Kamis, 07 Desember 2017

Sejarah Kawruh Condro Sengkolo 4 ( Sejarah Dhuwojo Lanjutan )

Prajurit Laskar Gagak Pito 

Setelah berakhirnya kejayaan Gusti Patih Jayaningrat dengan bergodho Pasukanya Ardha Dedali, lambang dari Dhuwaja juga turut lenyap dan baru muncul kembali masa meletusnya perang jawa. Seperti tersebut diatas Gusti Patih Jayaningrat memiliki putra sebelas orang dan hanya satu yang laki-laki bernama pengeran Ariyo Wirobumi yang juga mengabdi di Metaram menjadi Senopati Bergelar Raden Tumenggung Banteng Mataram dan bermukim di Saptosari Gunungkidul. Beliau hanya memiki seorang putra bernama Muchammad Ilyas Sidiq akan tetapi memiliki kondisi yang kurang sempurna dengan dikaruniai cacat fisik berupa lumpuh di kaki sehingga tidak bisa berjalan. Akan tetapi karena beliau masih memiliki darah keturunan Sambi Pitu sehingga walaupun kondisinya sedemikian beliau juga memiliki kesaktian yang sangat tinggi. Beliau menikah dengan Gusti Raden Ayu Retno Martuti Prawirodirjo cucu Pakubuono dari Solo bibi dari Panglima Ali Basah Sentot Prawirodirjo.

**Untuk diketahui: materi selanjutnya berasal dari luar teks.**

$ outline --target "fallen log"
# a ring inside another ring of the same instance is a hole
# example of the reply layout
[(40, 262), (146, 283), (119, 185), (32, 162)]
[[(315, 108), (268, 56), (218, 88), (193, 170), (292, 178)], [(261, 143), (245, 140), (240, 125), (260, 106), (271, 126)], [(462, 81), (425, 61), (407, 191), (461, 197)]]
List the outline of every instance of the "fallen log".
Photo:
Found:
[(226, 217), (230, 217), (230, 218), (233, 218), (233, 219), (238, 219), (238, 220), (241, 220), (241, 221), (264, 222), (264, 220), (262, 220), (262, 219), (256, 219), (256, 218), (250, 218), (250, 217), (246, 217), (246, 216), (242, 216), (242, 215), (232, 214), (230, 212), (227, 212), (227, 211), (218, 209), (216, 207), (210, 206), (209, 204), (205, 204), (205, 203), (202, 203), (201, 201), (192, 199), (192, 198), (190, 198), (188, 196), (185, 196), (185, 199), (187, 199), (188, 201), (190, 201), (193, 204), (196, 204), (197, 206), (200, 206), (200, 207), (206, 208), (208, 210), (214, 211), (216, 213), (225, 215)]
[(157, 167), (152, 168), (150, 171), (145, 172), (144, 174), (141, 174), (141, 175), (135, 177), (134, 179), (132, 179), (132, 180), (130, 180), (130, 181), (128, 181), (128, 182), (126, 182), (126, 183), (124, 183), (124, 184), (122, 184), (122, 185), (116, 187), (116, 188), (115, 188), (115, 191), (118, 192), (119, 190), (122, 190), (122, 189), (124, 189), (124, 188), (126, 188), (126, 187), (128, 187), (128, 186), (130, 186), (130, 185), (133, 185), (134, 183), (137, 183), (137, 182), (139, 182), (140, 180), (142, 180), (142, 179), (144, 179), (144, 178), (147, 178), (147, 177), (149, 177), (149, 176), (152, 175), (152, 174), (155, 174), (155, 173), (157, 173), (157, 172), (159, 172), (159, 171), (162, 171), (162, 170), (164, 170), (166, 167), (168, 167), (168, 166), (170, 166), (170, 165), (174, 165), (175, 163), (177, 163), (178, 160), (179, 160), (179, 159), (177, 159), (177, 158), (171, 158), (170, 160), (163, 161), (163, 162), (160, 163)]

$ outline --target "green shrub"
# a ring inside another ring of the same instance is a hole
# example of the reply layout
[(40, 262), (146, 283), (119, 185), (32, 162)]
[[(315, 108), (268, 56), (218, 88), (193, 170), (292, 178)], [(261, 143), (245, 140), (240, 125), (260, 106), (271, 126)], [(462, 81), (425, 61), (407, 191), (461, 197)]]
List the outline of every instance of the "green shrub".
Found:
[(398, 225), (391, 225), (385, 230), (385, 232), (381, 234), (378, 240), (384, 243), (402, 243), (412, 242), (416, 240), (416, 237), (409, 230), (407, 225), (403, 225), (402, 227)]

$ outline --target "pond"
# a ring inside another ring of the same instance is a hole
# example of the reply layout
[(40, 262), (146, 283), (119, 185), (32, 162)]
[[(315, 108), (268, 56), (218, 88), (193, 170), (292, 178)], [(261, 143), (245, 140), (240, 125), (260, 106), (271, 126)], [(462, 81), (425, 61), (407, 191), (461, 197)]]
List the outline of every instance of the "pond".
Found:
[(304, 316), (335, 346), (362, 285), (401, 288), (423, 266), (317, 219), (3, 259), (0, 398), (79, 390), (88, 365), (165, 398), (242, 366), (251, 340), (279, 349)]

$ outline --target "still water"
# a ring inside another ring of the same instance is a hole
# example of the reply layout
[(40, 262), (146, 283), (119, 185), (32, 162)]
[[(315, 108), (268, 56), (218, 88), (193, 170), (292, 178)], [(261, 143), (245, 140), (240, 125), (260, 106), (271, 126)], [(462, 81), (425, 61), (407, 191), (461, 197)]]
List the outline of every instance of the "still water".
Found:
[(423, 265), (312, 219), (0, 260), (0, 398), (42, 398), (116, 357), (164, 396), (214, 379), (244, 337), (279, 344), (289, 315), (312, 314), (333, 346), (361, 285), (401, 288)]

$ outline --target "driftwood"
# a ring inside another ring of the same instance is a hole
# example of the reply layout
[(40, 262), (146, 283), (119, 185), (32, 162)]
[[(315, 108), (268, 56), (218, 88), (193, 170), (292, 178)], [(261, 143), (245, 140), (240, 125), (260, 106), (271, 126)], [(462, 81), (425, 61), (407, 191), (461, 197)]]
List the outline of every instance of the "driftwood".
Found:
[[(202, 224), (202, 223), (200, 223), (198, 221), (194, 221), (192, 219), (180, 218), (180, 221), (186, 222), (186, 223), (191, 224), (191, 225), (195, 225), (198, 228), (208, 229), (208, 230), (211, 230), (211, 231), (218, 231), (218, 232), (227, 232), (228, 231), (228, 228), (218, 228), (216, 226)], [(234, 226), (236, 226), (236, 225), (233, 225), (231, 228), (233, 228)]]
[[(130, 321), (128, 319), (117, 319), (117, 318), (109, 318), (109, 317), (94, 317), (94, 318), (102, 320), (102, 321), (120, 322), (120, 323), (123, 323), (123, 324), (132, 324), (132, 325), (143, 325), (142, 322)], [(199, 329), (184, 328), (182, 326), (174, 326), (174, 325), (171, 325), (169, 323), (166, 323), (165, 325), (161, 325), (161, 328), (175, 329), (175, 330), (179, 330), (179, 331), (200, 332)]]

Pada masa bergolaknya perang jawa dimana Panglima Alibasah Abdul Mustafa Prawiradirja atau Ali Basyah Sentot Prawirodirjo berperan sebagai Panglima Pasukan Laskar Bulkiyah atau pasukan berkuda khusus satuan elit  pengawal Pangeran Diponegoro yang sangat pemberani dan sangat ditakuti oleh pihak Belanda .

Kanjeng Pangeran Diponegoro


Pada pertengahan tahun 1825, tepatnya pada awal Juli 1825, Patih Danureja IV, kolabolator Belanda yang setia, telah memerintahkan pejabat-pejabat kesultanan Yogyakarta untuk membuat jalan, di mana antara lain menembus tanah milik Diponegoro dan neneknya di Tegalrejo. Penggunaan tanah milik Diponegoro untuk jalan tanpa sepengetahuan Diponegoro sebagai pemiliknya. Oleh karena itu Diponegoro memerintahkan pegawai-pegawainya untuk mencabut tonggak-tonggak yang dipancangkan sebagai tanda pembuatan jalan oleh Patih Danureja IV. Tindakan Diponegoro ini diikuti oleh protes keras dan menuntut supaya Patih Danureja dipecat dari jabatannya. Tetapi A.H. Smisaert, selaku Residen Belanda di Yogyakarta menolak dan menekan sultan untuk tetap mempertahankan Patih Danureja IV.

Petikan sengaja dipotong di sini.